Shitpost Jubilee
I have started & stopped Midjourney text 5 times now, because the contours of the stupid thing keep changing. There is Midjourney, yes, but they keep updating the algorithm. There is DALL·E, but now there is DALL·E 2, and I guess a few free options like Craiyon that let you shitpost more easily. Stable Diffusion came out, and it feels cursed enough to gently note once again that the only rules are the ones we make between each other. I am certain that another algorithm will exist by the time you read this.
But now I have inspiration to write about this, and it is in the form of my pal Henry. He is among the funniest people I have ever known, and we were in a pod together during the Bad Times®. Most of his jokes center around cursed internet stuff, making goofs on Zazzle mugs or editing the Weather Channel’s home page to say stupid stuff.
Midjourney, DALL·E, and Stable Diffusion take text prompts and turn them into images. They are trained with hundreds of millions of existing, actual images, and then tasked with drawing everything painstakingly themselves. The amount of computational power that goes into all of this is absurd, but some of the final work is truly beautiful and always fun to think about.
Midjourney has broken Henry’s brain and replaced it with one that only knows how to channel Midjourney. Henry speaks Midjourney now. I feel like there was a moment when he would wake up, make Dracula-themed images on Midjourney for 16 hours, and then go to bed. And he now has a Discord server for a few close friends, where anyone can post their Midjourney work – but in another, more accurate sense, we all just watch Henry do Henry stuff.
Name a famous person and Henry has made it into a Funko pop. Name a Norman Rockwell painting and Henry has turned it into an album cover where Elvis is barfing on it. Name a bad inspirational quote and it’s been turned into a WPA poster. I’m pretty sure there was a solid day where someone with a pumpkin for a head was baking apple pies for some unstated reason.
And then the queen of England died, thus beginning what my friends have collectively come to know as the shitposting jubilee. I found out the queen of England died when I went into Henry’s Midjourney room and found dozens of recent image prompts of the queen playing basketball with Kobe Bryant in heaven. At one point, she was turned into an Amiibo, finger guns to the heavens. Corgis were depicted crying in front of Parliament. She led a first line in New Orleans. She delivered pizzas to a hungover Boris Johnson.

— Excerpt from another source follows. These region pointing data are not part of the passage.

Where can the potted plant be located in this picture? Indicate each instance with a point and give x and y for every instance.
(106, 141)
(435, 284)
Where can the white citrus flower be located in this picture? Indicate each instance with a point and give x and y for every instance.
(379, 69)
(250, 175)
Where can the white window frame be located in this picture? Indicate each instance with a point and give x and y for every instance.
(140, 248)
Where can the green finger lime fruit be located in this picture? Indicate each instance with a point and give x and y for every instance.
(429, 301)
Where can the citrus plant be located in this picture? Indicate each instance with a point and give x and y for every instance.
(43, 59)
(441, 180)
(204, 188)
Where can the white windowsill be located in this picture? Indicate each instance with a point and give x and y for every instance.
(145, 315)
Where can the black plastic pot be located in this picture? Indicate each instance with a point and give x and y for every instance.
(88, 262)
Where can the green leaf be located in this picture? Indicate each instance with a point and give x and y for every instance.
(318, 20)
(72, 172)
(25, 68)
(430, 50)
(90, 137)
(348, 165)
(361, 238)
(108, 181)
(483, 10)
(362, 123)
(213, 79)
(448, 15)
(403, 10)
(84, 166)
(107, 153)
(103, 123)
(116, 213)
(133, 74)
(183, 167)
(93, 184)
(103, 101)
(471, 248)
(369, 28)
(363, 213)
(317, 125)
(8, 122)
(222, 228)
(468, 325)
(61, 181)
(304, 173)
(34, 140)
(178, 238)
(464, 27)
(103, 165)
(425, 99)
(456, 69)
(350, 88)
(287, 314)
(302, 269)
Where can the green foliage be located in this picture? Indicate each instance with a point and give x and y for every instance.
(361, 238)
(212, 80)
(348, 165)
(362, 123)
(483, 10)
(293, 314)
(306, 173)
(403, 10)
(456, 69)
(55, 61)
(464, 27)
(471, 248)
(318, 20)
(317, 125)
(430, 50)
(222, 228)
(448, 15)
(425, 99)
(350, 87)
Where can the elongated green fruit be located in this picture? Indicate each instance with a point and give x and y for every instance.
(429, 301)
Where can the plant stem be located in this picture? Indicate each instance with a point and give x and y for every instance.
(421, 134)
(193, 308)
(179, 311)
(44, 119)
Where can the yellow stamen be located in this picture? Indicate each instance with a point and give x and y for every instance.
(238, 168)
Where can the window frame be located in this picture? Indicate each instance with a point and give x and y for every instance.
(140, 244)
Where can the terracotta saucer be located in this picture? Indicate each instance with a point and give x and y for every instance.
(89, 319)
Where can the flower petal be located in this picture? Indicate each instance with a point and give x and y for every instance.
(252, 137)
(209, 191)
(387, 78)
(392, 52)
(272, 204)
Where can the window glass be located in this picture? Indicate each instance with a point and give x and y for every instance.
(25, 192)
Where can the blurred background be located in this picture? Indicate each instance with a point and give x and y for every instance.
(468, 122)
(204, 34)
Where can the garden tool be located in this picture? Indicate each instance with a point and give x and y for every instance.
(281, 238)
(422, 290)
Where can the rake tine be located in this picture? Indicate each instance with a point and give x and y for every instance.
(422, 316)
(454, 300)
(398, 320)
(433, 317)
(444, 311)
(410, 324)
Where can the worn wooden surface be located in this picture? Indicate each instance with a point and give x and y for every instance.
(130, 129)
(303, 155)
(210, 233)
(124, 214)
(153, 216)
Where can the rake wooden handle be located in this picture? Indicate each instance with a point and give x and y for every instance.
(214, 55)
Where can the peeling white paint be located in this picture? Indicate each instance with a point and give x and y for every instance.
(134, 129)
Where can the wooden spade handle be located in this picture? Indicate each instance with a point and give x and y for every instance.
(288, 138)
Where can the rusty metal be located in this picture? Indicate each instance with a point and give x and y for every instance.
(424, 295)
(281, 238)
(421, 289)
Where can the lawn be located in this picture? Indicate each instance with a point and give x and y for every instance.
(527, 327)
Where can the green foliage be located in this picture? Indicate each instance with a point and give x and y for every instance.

She headlined Coachella. There was an eight-hour break for him to sleep, presumably, and then the shitposting jubilee began again.
I haven’t had a whole lot of reason to laugh lately, but the 72 hours following the queen’s death have been, bar none, the funniest of the past five years of my life. I know this is ghoulish. The queen exists in that weird liminal space where I aggressively don’t care about the monarchy, but I also don’t like it very much when people die or a national psyche is rent asunder.
It must be so weird to be a member of that family. She is, despite everything, someone’s mom, grandmother, etc. And yet there is the queen as a real, flesh-and-blood person who died, and the queen as an image, as an idea, as a brand. Look past the person and there is really only artifice, being camera-ready as a full-time job.
Midjourney knows Queen Elizabeth II, because we do. It is extremely easy to say “queen elizabeth ii” in any Midjourney prompt and have one of the most famous people of the past 200 years instantly conjured, in high resolution, with the gloves and corgis and crown and celeste-green suit and everything, onstage at Coachella. Is this a way of remembering her, of celebrating? You can’t type “Nick Disabato playing basketball with Kobe Bryant in heaven” and watch me get dunked on in the clouds. Who wishes to live the sort of life where we can conquer an AI so comprehensively?